Waterborne bacterial infections account for 2-3 billion episodes of diarrhea resulting in 1-2 million deaths a year. The deaths tend to be of infants and young children from dehydration, malnutrition, and other complications of waterborne bacterial infections. At high risk are the two billion people living in poverty in the developing world. Some people in the US (in periurban “colonias” and remote rural areas with poor water treatment and delivery systems) are also at risk.
Contaminated surface water sources and large poorly functioning municipal water distribution systems contribute to transmission of waterborne bacterial diseases. Chlorination and safe water handling can eliminate the risk of waterborne bacterial diseases.

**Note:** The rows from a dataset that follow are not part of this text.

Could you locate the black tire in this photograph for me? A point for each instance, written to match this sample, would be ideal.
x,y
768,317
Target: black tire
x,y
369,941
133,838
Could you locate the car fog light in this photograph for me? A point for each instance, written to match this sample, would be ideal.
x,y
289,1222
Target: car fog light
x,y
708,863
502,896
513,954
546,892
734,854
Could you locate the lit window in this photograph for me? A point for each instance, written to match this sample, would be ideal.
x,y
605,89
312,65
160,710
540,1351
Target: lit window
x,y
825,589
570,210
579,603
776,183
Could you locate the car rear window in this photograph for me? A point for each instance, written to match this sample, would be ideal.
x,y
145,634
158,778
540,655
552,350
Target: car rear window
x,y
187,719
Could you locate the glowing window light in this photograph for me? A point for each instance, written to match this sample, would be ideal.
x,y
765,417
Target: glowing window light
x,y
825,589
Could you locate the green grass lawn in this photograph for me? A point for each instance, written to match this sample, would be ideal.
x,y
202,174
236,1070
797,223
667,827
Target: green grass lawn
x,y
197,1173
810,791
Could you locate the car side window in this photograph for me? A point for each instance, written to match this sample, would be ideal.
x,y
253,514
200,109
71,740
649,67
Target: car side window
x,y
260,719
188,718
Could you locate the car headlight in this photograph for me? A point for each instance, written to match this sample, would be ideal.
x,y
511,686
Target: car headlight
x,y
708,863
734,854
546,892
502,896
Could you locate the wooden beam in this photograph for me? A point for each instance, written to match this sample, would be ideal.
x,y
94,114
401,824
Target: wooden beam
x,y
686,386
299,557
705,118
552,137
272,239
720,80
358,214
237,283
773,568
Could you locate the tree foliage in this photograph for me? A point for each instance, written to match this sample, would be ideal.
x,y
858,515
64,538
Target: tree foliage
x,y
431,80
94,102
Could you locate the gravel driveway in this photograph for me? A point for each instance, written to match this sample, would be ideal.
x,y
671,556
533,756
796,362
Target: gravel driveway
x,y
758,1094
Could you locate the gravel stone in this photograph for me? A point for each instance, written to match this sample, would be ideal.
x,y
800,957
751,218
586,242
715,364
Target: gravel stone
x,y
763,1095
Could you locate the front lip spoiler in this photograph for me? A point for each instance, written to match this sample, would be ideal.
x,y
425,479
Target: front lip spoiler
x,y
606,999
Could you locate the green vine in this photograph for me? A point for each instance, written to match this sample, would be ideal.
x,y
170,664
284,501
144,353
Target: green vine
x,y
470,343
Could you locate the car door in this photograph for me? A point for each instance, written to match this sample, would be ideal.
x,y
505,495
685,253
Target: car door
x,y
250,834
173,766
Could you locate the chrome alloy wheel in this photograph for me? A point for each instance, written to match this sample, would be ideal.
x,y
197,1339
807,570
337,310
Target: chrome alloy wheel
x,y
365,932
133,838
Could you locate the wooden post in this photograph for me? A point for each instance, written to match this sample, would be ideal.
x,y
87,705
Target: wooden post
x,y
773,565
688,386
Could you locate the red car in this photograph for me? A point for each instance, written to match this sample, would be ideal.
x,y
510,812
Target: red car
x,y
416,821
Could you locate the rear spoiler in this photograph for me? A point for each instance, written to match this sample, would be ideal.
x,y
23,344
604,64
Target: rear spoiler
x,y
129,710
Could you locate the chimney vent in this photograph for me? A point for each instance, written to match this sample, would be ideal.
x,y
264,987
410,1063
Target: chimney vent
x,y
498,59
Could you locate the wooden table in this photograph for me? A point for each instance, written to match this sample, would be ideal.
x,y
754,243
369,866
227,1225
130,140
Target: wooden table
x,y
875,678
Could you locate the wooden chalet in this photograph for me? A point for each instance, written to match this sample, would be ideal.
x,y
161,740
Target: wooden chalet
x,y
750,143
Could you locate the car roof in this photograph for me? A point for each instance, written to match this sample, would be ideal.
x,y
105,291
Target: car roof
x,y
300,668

But centralized water treatment and distribution systems are expensive and take years to complete.
To provide people with potable (safe drinkable) water in the short term requires innovative practical solutions such as point-of-use disinfection and safe water storage vessels. Electrolytic generators that produce sodium hypochlorite from salt water are now affordable and available for use in the developing world. Villages that produce and use sodium hypochlorite and store treated water in vessels to protect it from recontamination have had nearly 50% reductions in diarrheal disease incidence for pennies per family.